Nizam-ı alem ideolojisinin, bu psişik yarılmaların hepsine merhem olduğu görülüyor. Osmanlı da Türktür, Kemalist TC de; mühim olan devletin sürekliliğidir. Bu ontolojik Türk devleti, muhtemelen homo-sapiens ya da neoandretal öncesi primatlar tarafından kurulmuş olup neolitik çağlardan beri vardır. Her daim de misyonu gök tengri ya da Müslümanların Allah’ı tarafından kendisine verilmiş olsun fark etmez, alemde ilahi nizamın tesisini sağlamaktır. Hal böyle olunca, maziyi boş verip ‘önümüzdeki maçlara bakmak’ daha mantıklı hale gelecektir. Özetle, Türkler dünyayı zapt edecektir; dünya hakimiyeti sağlayacaktır. Çerkesler, Boşnaklar, Arnavutlar vb. nasıl son tahlilde safkan Türk ise, Atatürk gibi bir Balkan Osmanlısının dahi bu söylem içinde istisnai yeri vardır. Yurtta Sulh Cihanda Sulh olacaktır elbette ama tüm cihan Türk olduğunda!

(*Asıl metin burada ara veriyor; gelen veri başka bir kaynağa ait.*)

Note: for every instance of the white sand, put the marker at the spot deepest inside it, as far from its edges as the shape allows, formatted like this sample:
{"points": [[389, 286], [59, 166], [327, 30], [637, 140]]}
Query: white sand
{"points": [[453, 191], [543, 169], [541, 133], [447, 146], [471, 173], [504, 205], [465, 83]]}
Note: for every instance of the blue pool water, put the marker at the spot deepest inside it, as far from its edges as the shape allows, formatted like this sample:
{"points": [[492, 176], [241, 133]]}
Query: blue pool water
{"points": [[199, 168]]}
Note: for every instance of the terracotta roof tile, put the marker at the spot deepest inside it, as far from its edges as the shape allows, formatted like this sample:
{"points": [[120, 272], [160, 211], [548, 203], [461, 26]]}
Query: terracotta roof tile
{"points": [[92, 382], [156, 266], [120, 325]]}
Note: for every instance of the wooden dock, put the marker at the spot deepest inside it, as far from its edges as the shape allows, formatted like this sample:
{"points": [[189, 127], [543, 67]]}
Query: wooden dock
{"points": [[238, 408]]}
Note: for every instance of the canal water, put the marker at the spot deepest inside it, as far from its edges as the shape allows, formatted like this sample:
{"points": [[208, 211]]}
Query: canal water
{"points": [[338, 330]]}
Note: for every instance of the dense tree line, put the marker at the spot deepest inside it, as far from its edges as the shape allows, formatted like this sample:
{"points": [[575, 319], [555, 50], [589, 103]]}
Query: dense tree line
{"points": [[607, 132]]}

Bu girizgâh, Türkçü faşizan söylemin Batı algısını kavramak açısından önemliydi. Ortalama bir Türk milliyetçisi, Avrupalı Hıristiyan halkların günü geldiğinde Osmanlı tebaası misali imana gelip Müslüman olacaklarına ve Türk nizamı altında yönetilmeye razı olacaklarına kalpten inanır. Bu inanca tabi ki Avrupa’da yüzyıllar boyunca birikmiş refahın kaynağına çökmek olarak ifade edilebilecek primordial talancı arzu içkindir. 1960’lı yıllardan beri milyonlu sayılarla ifade edilen nüfus olarak Avrupa’da var olan Türkiyelilerin döner dışında özgün bir girişiminin henüz marka olmamış olması nizamı alem tezini çürütmez. Aksine, bu tezi güçlendirecek iki vaka son iki hafta içinde Avrupa kamuoyunun başlıca gündemi olmuştur.

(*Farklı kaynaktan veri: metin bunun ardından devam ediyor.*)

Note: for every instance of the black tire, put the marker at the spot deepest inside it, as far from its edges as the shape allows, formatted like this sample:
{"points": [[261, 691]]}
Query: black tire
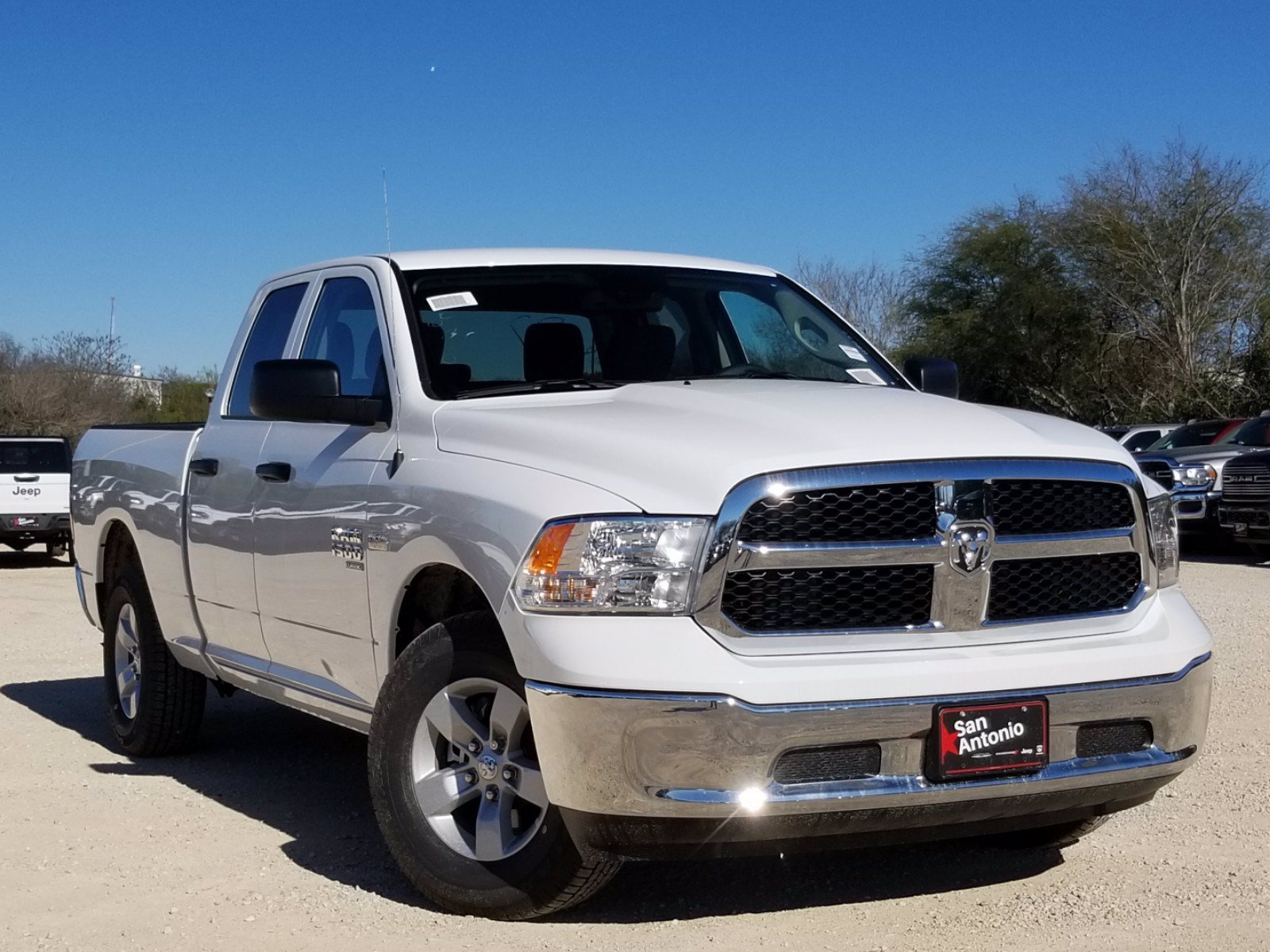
{"points": [[545, 876], [169, 704], [1057, 837]]}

Birincisi, Almanya’da ortaya çıkan darbe girişimidir. Bir operasyon sonucu tutuklanan biri Prens ve çoğu muvazzaf subay ve polislerden oluşan yirmi kadar kişi, büyük bir siyasi komplonun görünen yüzü olarak sunulmuştur. Bu şahsiyetlerin ardında binlerce kişiden oluşan bir aşırı sağcı darbe girişiminin bulunduğu iddia edilmektedir. Dahası, bu organizasyonun Putin rejimi ile bağlantıları üzerine kanıtlar sunulmaktadır. Avrasyacılarla İslamcıların el ele icra ettikleri post-15 Temmuz darbesini model almış olmasınlar?
Almanya’da yaşanan bu sarsıntının ardından, geçtiğimiz hafta Avrupa Parlamentosu’nun ikinci başkanının tutuklanmasına tanık olduk. Bu üst düzey parlamenter ile birlikte tutuklanan yine üst düzey AB görevlisi kişiler, Katar rejiminin propagandasını yapmak karşılığında Katar’dan yüklü miktarda rüşvet alma iddiasıyla yargılanacaklar. Katar denilince katar katar petrodolarlar, cumhurbaşkanlığı uçağı, Kanalİstanbul, yalılar, köşkler, konaklar ve kupon araziler akla gelmesin de ne gelsin? Katargate skandalı, öyle görünüyor ki pilot ülke olarak Türkiye’de ziyadesiyle denendi ve şimdi Avrupa’ya doğru genişlemekte.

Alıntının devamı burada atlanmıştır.